Proposal: Kubeflow Serverless Serving CRD

Question

Proposal: Kubeflow Serverless Serving CRD

ellistarn opened this issue 6 years ago · comments

Note: See the latest at https://github.com/kubeflow/kfserving

Hi Kubeflow Community,

I've been toying around with Model Serving with Knative. I initially prototyped a ksonnet component for serving models using arbitrary model servers and found it to be quite cumbersome, both from a development perspective, and from a consumption perspective. The number of yaml files and if statements are non-trivial and I thought there must be a better approach.

The high level idea is that we should be able to distill all of the Kubernetes details down into a few ML specific parameters and package that concept as a Kubernetes CRD. This CRD can serve as a building block for integration into things like ML Pipelines and Model Microservice Architectures, built on the backbone of Istio and Knative.

With that, I'll delegate the rest of the details to the doc:
https://docs.google.com/document/d/1_s8CYdhlrQRu4BX2m7adQhVt_OTr4WSZXgUY0Z77GzY

A prototype is available here:
https://github.com/ellis-bigelow/serving

Jeremy Lewi · Answer 1 · Sat Jan 19 2019 09:33:21 GMT+0800 (China Standard Time)

@cliveseldon would be great to get your input on this.

Jeremy Lewi · Answer 2 · Sat Jan 19 2019 09:37:18 GMT+0800 (China Standard Time)

@ellis-bigelow https://github.com/nuclio/nuclio
How does it compare to knative?

Clive Cox · Answer 3 · Tue Jan 22 2019 03:23:38 GMT+0800 (China Standard Time)

@ellis-bigelow some initial thoughts from someone working on Seldon

I like the CRD idea.

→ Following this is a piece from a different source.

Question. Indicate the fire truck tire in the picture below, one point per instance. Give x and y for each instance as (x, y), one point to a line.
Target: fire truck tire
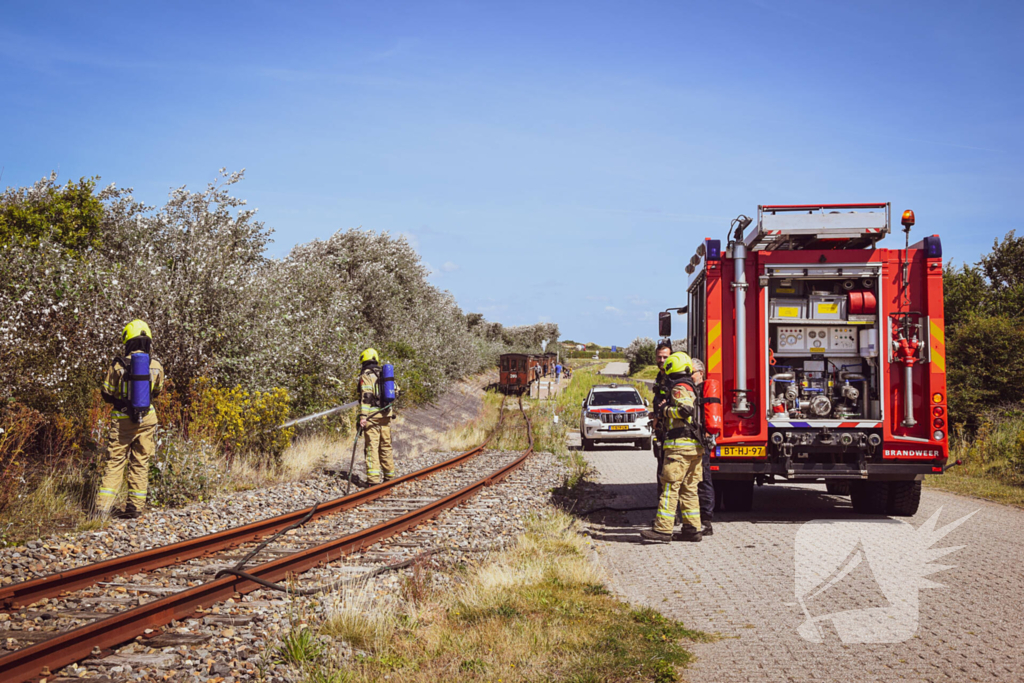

This is what we have done in Seldon Core where the user defines a SeldonDeployment CRD which includes a definition of an inference graph (DAG of container instances wrapped to run in Seldon Core) and a list of PodTemplateSpecs for each of those containers. So far we have seen having a full PodTemplateSpec allows users the customization they need.
I suppose a SeldonDeployment seems more low level than what you are proposing where you define high level CRD made up of TensorFlow or SKLearn specs while on our side we allow users to "wrap" their code from any toolkit/language into a Component Image that can run in Seldon Core and they define how those building blocks fit together. In this way handling new toolkits/languages is not at the CRD level.
In Seldon Core we like the idea of an inference graph so not just deploying a model, but other components alongside such as Outlier Detectors, Concept Drift monitors, feature transformation units etc.
We use Ambassador to expose REST and gRPC for deployed SeldonDeployments
Canary routing is via Istio which I suppose is what KNative does underneath
We haven't focused on Serverless at present but the ability to scale to zero if no traffic is the one part that obviously makes most sense and is in our roadmap as opposed to say function abstraction.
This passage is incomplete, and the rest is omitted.